Les bouées rouges et vertes de l'entrée du port sont en vue. Nous enroulons le génois. Je garde deux ris dans la grand voile pour rester manoeuvrant en cas de problème. Nous apercevons un autre voilier mouillé cul à quai. Nous visons de nous mettre à ses côtés. Le temps est calme. Le contact radio s'effectue facilement avec le capitaine du port qui nous assiste dans la manoeuvre. Manue et Laurène assurent la communication en anglais avec ce citoyen de Nouvelle-Zélande. Un anglais fort de son accent loin des standards de Cambridge. L'ancre est lâchée à une trentaine de mettre du quai. 25 mètres de chaine devrait suffire dans ces conditions. Je recule à présent tranquillement, la marche arrière fonctionne aussi à bas régime, bonne nouvelle. Plusieurs tentatives sont nécessaires pour que nous puissions réceptionner une amarre lancée du quai et qu'ils en récupèrent une. Il faut rabouter plusieurs des nôtres pour avoir la longueur nécessaire et maintenir le bateau à distance du quai. C'est chose faite. La capitaine du port nous demande de hisser la drapeau jaune pour signifier aux douanes que nous venons des eaux internationales. Je farfouille en vain dans nos coffres. Pas de trace de drapeau jaune. Un paréo du même ton ferra l'affaire. 
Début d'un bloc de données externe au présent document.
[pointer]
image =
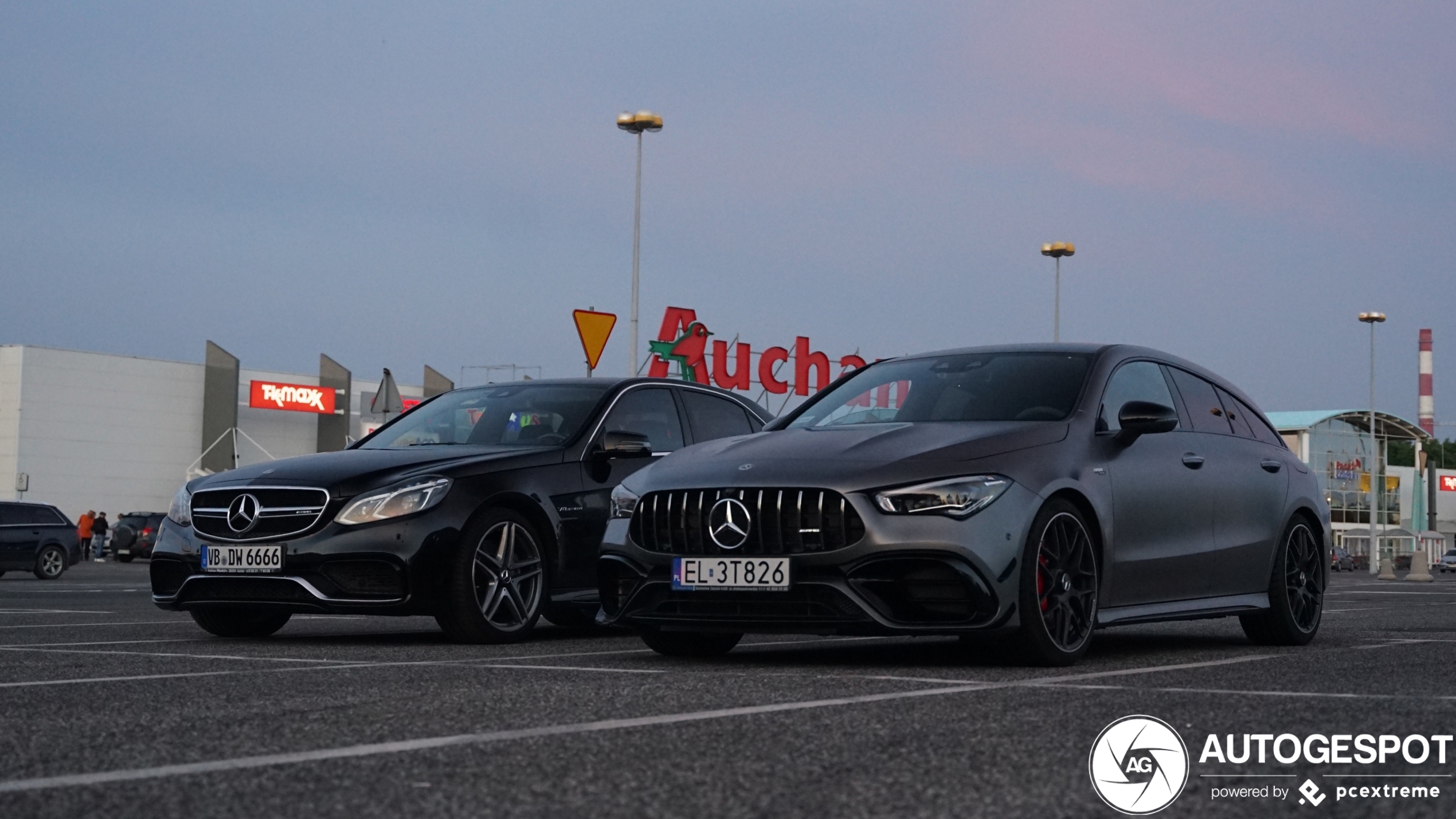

Comme d'habitude, les formalités d'arrivée prennent un temps fou. Je pense avoir recopier une demie-douzaine de fois les numéros de passeport et dates de naissance de chacun d'entre nous entre les documents de la capitainerie,  des affaires maritimes, des représentants du ministère de l'agriculture et des douanes. Cela contribue à signifier dans le plus concret des aspects notre caractère étranger à ce petit bout de terre. Laurène et Boris tentent sans trop de succès de conserver quelques fruits et légumes frais mais la sanction est sans appel, il faut tout bruler, protection contre l'invasion de l'île par une petite mouche se nichant dans les fruits. 
Une fois finalisées ces formalités, nous partons à la recherche du moyen d'aller observer les baleines. Elles sont là, nous le savons, la secrétaire du port nous l'a assurés. Après une petite ballade nous finissons par trouver le fameux "Whale Watching Center", Un joli petit bâtiment décoré de mammifères marins en motifs maoris.  Le temps d'un bon café, nous avons pu nous organiser une sortie plongée pour le lendemain et prendre des informations sur les lieux d'observation le long de la côte.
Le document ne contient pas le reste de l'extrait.